The painful video filmed by Noor’s husband, Adam Khafif, shows the Muslim-American journalist shrieking gleefully as she sees herself rocking a full Givenchy look. “So cool,” she says excitedly. But as the camera zooms in, she says, “Are you kidding?” Noor sees that she was not only named wrong, but her job and all the work she has done was misidentified, as well. She captioned the video saying, “I’m SO heartbroken and devastated. Like my heart actually hurts. I’ve been waiting to make this announcement for MONTHS. One of my DREAMS of being featured in American @VogueMagazine came true!!”

The publication offered an apology on their social media accounts and a correction on their website.

In a country where the identities of Muslims continue to be stereotyped and generalized, this mistake is not one that should be taken lightly. But to Noor, this is one that happens often and she wasn’t surprised about at all. In an interview with Fashionista, Noor recalls what she was thinking when she saw her name printed wrong.

“I thought it was a typo. I can give you 10 times off the top of my head, including today, where people have misrepresented and misidentified my work or my career. I've had a job in journalism since I was 15 years old,” Noor explained. “It's so hard to get that recognition because people are so baffled by the fact that someone that looks like me does work. And it's because it never fits their narrative and that's what's most frustrating."
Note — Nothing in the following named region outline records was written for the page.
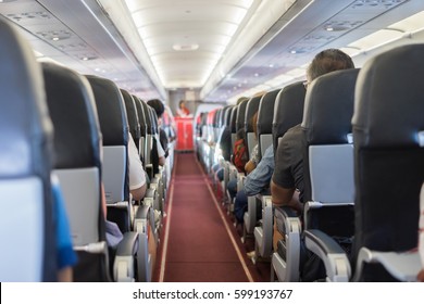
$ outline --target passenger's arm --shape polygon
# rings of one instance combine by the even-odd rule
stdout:
[[[72,282],[73,281],[73,271],[72,267],[65,267],[58,271],[58,281],[60,282]]]
[[[129,190],[129,192],[132,193],[133,199],[134,199],[135,201],[140,201],[140,200],[142,200],[142,198],[145,198],[146,189],[147,189],[147,185],[145,183],[145,185],[142,185],[142,186],[139,187],[139,188]]]
[[[158,149],[158,156],[159,156],[159,165],[164,166],[165,165],[165,151],[162,148],[161,141],[159,139],[159,135],[157,134],[154,136],[157,140],[157,149]]]
[[[271,199],[274,206],[288,206],[298,212],[303,205],[299,201],[299,192],[295,188],[283,188],[271,180]]]
[[[140,157],[133,138],[128,141],[129,192],[135,201],[145,198],[147,182]]]
[[[245,165],[246,174],[250,174],[252,170],[254,170],[255,167],[257,167],[257,164],[254,162],[252,162],[252,161],[247,162]]]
This isn’t the first time that the journalist has been misidentified, and in 2018, her photos were used to identify the wife of the Pulse nightclub shooter, Noor Salman. She was also featured in Brides Magazine, and she believed the photos were, “incredibly misrepresentative.” Because of this, Noor says she went the extra mile to make sure this didn’t happen again.

This isn’t even the first time that Vogue has done this, and Justine Skye was their last victim. British Vogue tweeted a photo of Justine Skye with three white models, including Kendall Jenner, and identified them all by name except Justine. Check out the tweet below:


The singer took it in stride and tweeted, “This really isn't that big of a deal compared to other situations we face as black women…” But misidentifying and disregarding Black and brown women stems to a much deeper issue: they don’t believe that they belong in the sea of affluent, beautiful white faces.
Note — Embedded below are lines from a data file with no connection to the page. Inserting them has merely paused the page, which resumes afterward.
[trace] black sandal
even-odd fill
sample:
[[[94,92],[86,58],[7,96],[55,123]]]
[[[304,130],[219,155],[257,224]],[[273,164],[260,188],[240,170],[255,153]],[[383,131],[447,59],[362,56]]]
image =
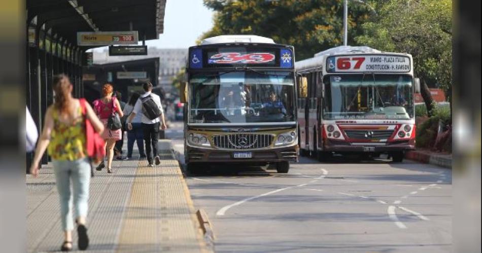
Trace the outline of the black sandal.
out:
[[[95,168],[95,170],[100,171],[102,170],[102,169],[105,167],[106,167],[106,164],[105,164],[102,161],[99,164],[99,166],[97,166],[97,168]]]
[[[70,247],[68,247],[65,246],[65,244],[66,244],[67,243],[71,244]],[[72,242],[68,241],[64,241],[63,243],[62,243],[62,246],[60,247],[60,251],[70,251],[72,250]]]
[[[79,249],[85,250],[89,247],[89,237],[85,226],[80,224],[77,226],[77,236],[79,237]]]

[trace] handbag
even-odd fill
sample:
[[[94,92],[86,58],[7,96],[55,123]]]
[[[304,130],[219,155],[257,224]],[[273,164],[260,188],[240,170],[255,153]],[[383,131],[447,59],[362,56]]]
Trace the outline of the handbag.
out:
[[[100,162],[106,156],[106,149],[104,148],[105,141],[100,137],[99,133],[95,131],[92,123],[86,116],[85,99],[81,98],[80,106],[85,122],[85,142],[87,148],[87,156],[95,163]]]
[[[107,128],[109,130],[115,131],[119,130],[122,127],[122,124],[121,123],[120,117],[119,117],[119,114],[114,110],[114,98],[112,98],[112,114],[107,120]]]

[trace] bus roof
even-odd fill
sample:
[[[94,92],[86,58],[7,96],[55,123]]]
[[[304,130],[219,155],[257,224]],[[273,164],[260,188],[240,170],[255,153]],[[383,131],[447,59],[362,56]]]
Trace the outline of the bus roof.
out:
[[[201,45],[210,45],[221,43],[265,43],[274,44],[272,39],[256,35],[221,35],[206,38],[201,42]]]
[[[382,52],[380,50],[366,46],[357,47],[340,46],[317,53],[315,54],[314,57],[313,58],[296,61],[295,62],[295,68],[298,70],[303,70],[320,67],[324,65],[326,63],[326,58],[328,56],[351,54],[390,54],[391,55],[410,56],[410,55],[405,53]]]

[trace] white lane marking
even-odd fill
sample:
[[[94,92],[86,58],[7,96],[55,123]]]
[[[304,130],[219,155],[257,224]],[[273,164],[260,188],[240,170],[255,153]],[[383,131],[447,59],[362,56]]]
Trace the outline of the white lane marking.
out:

"When people in newsrooms who are covering our community are just turning stories out and not really thinking about 'how is the way I'm reporting the story going to affect the Muslim community today?' There's this huge disconnect," Noor said when she was first misidentified.

The reaction from the public ranged from disappointed to not surprised in the slightest. Some Instagram users even believed that Noor should be able to tell her story in a cover issue with Vogue while others blew off their apology when they referred to a person of color as a "nonwhite subject."

“I'm so grateful and humbled by the support and conversation this has started," Noor says. "This wasn't about ME being misidentified and represented - it was about all marginalized people who are constantly an afterthought and not truly seen."

Despite the mistake, Noor has chosen to use this as a teachable moment for the publication and says, “I had a great conversation with their executive editor about not just putting a Band-Aid on this, how we can use this as a wake-up call for a publication that has a long way to go. They have a lot of work to do when it comes to representation and diversity and inclusion, and it can't just be to fill a quote or tokenize a people. It has to be because you care about these communities that you've overlooked for so long."

Mistakes like this, unfortunately, happen far too often, especially when there are not any people of color in the room. Hopefully, the wrong done to the likes of Noor Tagouri and Justine Skye can be examples to publications and open the conversation on how to better serve and represent women of color.